Het verhaal van Kimberley

Kimberley was nog een kind toen ze op een nacht misbruikt werd door haar acht jaar oudere neef. Jarenlang probeerde ze niet te denken aan wat haar was aangedaan. Tot het nog een keer gebeurde door een collega op werk. Ze kon het niet alleen verwerken en merkte dat ze hulp nodig had. Via internet kwam ze in contact met Slachtofferhulp Nederland.

“Mijn neef was als een broer voor mij. Als ik bij mijn tante bleef slapen, sliep ik bij hem in bed. Op een nacht begon hij tegen mij aan te rijden. Ik zei er niets van, bleef doodstil liggen, totdat het stopte. De volgende ochtend deed hij alsof er niets was gebeurd. Ik was nog zo jong. Ik wist helemaal niet wat het was, maar ik voelde dat ik het niet mocht vertellen.

Het ging steeds een stapje verder. Op een gegeven moment raakte hij mij niet alleen ‘s nachts aan, maar ook overdag. Als hij mij vroeg om bij hem op schoot te komen zitten, vond mijn familie dat niet raar. We waren praktisch broer en zus. Ik durfde niets aan mijn familie te laten merken, ik was bang voor hun reacties. Ik wist zeker dat ik hen zou kwetsen als ik zou vertellen wat mijn neef bij mij deed.

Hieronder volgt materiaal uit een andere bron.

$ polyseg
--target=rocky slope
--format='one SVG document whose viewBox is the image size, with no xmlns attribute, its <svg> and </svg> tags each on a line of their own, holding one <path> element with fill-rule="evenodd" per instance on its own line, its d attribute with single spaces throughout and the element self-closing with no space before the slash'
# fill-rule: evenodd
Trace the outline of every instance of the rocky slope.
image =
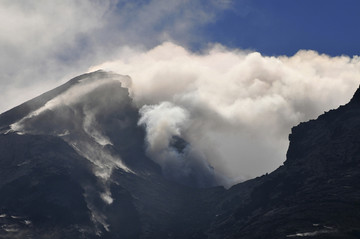
<svg viewBox="0 0 360 239">
<path fill-rule="evenodd" d="M 225 193 L 223 238 L 360 238 L 360 90 L 292 129 L 284 165 Z"/>
<path fill-rule="evenodd" d="M 198 189 L 146 156 L 126 80 L 85 74 L 0 115 L 0 238 L 360 238 L 360 91 L 294 127 L 273 173 Z"/>
</svg>

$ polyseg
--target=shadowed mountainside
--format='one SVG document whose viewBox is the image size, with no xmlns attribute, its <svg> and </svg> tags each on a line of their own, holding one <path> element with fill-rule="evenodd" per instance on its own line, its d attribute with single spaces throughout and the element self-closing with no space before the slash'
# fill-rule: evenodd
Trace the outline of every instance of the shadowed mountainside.
<svg viewBox="0 0 360 239">
<path fill-rule="evenodd" d="M 274 172 L 199 189 L 146 156 L 125 78 L 85 74 L 0 115 L 0 238 L 360 238 L 359 90 L 294 127 Z"/>
</svg>

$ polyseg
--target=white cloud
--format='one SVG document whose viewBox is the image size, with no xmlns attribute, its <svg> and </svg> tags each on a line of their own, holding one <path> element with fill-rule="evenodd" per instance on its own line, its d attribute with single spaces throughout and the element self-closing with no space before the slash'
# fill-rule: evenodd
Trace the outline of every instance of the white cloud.
<svg viewBox="0 0 360 239">
<path fill-rule="evenodd" d="M 157 109 L 170 102 L 185 110 L 186 127 L 174 134 L 218 172 L 237 179 L 280 166 L 291 127 L 346 103 L 360 78 L 356 56 L 299 51 L 267 57 L 220 45 L 195 54 L 169 42 L 91 70 L 98 68 L 130 75 L 139 107 Z M 154 125 L 160 122 L 147 117 Z M 166 117 L 173 118 L 176 125 L 177 117 Z"/>
</svg>

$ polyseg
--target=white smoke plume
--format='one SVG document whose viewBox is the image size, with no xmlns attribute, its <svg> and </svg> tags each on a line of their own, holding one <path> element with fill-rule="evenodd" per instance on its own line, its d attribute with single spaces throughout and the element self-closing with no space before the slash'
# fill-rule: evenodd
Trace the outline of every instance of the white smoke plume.
<svg viewBox="0 0 360 239">
<path fill-rule="evenodd" d="M 186 127 L 188 112 L 169 102 L 159 105 L 143 106 L 139 124 L 146 124 L 147 142 L 153 153 L 167 148 L 172 136 L 181 136 Z M 159 162 L 161 163 L 161 162 Z"/>
<path fill-rule="evenodd" d="M 132 78 L 155 161 L 166 160 L 154 152 L 179 135 L 230 184 L 280 166 L 291 127 L 349 101 L 360 80 L 358 56 L 270 57 L 221 45 L 193 53 L 170 42 L 127 48 L 97 69 Z"/>
<path fill-rule="evenodd" d="M 144 105 L 140 114 L 142 117 L 138 124 L 146 129 L 147 153 L 161 166 L 167 178 L 198 187 L 226 183 L 220 175 L 215 174 L 196 148 L 176 141 L 179 140 L 176 137 L 183 137 L 182 132 L 186 132 L 190 126 L 187 110 L 170 102 L 162 102 Z"/>
</svg>

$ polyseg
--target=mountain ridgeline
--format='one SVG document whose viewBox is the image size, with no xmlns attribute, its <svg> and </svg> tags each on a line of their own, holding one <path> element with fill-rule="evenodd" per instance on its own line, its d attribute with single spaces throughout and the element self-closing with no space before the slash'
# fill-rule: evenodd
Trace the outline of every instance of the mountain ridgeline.
<svg viewBox="0 0 360 239">
<path fill-rule="evenodd" d="M 360 238 L 359 90 L 294 127 L 284 165 L 224 189 L 164 177 L 128 81 L 84 74 L 0 115 L 0 238 Z"/>
</svg>

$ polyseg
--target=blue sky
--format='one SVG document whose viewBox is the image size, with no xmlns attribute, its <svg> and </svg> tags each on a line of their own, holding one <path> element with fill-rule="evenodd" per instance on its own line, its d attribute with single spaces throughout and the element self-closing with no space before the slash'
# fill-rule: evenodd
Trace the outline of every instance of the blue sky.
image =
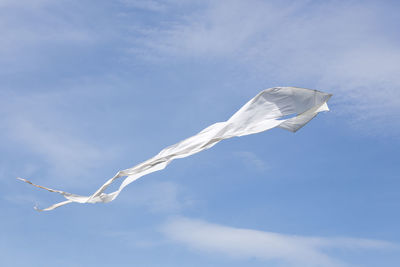
<svg viewBox="0 0 400 267">
<path fill-rule="evenodd" d="M 398 266 L 397 1 L 0 0 L 1 266 Z M 334 94 L 88 195 L 274 86 Z"/>
</svg>

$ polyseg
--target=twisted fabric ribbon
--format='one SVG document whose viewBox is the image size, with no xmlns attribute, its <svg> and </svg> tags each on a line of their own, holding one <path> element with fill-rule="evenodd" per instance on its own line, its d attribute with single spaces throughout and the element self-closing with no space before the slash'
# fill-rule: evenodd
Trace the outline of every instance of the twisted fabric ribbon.
<svg viewBox="0 0 400 267">
<path fill-rule="evenodd" d="M 67 199 L 45 209 L 35 207 L 38 211 L 53 210 L 72 202 L 107 203 L 117 198 L 127 185 L 140 177 L 164 169 L 174 159 L 185 158 L 208 149 L 221 140 L 255 134 L 275 127 L 296 132 L 319 112 L 329 110 L 327 101 L 331 96 L 331 94 L 317 90 L 297 87 L 274 87 L 263 90 L 233 114 L 229 120 L 212 124 L 198 134 L 164 148 L 151 159 L 117 172 L 114 177 L 90 196 L 71 194 L 36 185 L 23 178 L 17 179 L 50 192 L 59 193 Z M 289 115 L 295 116 L 285 119 Z M 108 194 L 104 193 L 108 186 L 121 177 L 126 178 L 122 181 L 118 190 Z"/>
</svg>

Vanaf haar elfde ging Kimberley steeds meer haar eigen weg. “Ik kwam minder bij mijn familie over de vloer, waardoor mijn neef mij niet meer zo vaak betastte. Diep van binnen schreeuwde ik, maar ik kon het niet uiten. Op mijn vijftiende barstte ik voor het eerst tegen mijn neef uit. Ik kon mezelf niet meer in de spiegel aankijken. Ik zei dat als hij mij nog één keer aan zou raken, ik het tegen de hele familie zou vertellen. Vanaf dat moment heeft mijn neef mij met geen vinger meer aangeraakt. 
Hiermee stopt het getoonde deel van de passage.